Concretely, the SDEs took the form
$\dd S_t = -h(A S_t)\dd t + \sigma\dd W_t$
where $S_t$ is the full state vector, $A$ is a mixing matrix, and $h(\cdot)$ is the optional nonlinearity given as a gradient of a convex function. 
$R_t$ is given by $R_t = -\big( S_t^{[0]} \big)^2 $ where the $\cdot^{[i]}$ superscript represents the $i^\text{th}$ component of $S_t$.
The control is imposed on $S_t^{[1]}$, and the observed component is 
$\dd O_t = \dd S_t^{[0:k]}$
where $k$ is the set of dimensions observed.
The action $a_t$ is applied to $O_t^{[1]}$ at each time step.
Different realizations of processes were simulated in discrete time through the Euler-Maruyama scheme. 
Additional details are available in \S\ref{app:experiments}.

\begin{figure}
    \centering
    \scalebox{0.8}{
      \input{figures/experiments-scatter.pgf}}\vspace{-1em}
    \caption{Comparing the pairwise results of Table~\ref{tab:benchmark} between our sensitivity model and the MSM baseline. We display improvements in reward over the naive controller for each of the 256 experiments. More points being to the right of the diagonal suggests that our model performed better.}
    \label{fig:results-scatter}
\end{figure}




Results are mainly displayed as relative improvements in reward over the naive controller.
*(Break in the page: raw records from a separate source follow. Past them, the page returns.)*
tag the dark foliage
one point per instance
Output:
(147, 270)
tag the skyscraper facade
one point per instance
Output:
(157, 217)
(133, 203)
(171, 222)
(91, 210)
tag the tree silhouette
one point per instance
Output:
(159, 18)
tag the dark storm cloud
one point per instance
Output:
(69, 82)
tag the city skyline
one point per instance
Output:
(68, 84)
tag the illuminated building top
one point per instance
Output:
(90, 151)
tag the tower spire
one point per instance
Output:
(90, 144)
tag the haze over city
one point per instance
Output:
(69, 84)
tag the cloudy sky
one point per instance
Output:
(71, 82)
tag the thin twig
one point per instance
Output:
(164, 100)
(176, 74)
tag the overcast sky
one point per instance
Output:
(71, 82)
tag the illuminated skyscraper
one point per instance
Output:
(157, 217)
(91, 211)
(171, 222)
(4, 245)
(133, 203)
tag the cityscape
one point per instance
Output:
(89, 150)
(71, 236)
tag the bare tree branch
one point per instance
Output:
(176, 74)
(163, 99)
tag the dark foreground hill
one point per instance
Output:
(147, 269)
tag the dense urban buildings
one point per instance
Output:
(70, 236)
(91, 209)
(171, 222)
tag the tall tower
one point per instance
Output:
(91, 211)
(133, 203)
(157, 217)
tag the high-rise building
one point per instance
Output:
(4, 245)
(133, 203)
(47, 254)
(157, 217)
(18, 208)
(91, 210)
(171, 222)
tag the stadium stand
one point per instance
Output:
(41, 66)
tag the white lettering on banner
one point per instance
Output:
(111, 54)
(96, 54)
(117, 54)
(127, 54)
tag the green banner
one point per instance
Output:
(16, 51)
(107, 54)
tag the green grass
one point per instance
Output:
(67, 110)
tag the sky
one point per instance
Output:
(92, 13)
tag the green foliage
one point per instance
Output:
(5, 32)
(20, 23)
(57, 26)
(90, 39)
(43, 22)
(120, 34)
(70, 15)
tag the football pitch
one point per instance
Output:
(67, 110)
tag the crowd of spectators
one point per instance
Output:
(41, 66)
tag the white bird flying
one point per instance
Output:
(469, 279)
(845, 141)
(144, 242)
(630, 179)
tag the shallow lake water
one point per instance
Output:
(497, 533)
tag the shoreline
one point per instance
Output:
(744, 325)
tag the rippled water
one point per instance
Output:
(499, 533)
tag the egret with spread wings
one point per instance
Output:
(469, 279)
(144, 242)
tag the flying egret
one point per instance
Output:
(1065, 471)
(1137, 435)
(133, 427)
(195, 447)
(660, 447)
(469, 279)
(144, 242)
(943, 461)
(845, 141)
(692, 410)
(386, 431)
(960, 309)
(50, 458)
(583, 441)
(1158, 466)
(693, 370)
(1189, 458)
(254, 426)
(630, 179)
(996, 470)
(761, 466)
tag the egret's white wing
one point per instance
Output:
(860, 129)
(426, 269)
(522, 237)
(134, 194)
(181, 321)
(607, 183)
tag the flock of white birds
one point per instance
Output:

Table~\ref{tab:benchmark} shows average improvements for our method compared with the baselines, across the three experimental settings described in Table~\ref{tab:experimental-settings}. Improvements per experiment are plotted for our method versus the MSM in Figure~\ref{fig:results-scatter}. In aggregate, our method appears to yield a 20\%+ increase in reward over the MSM.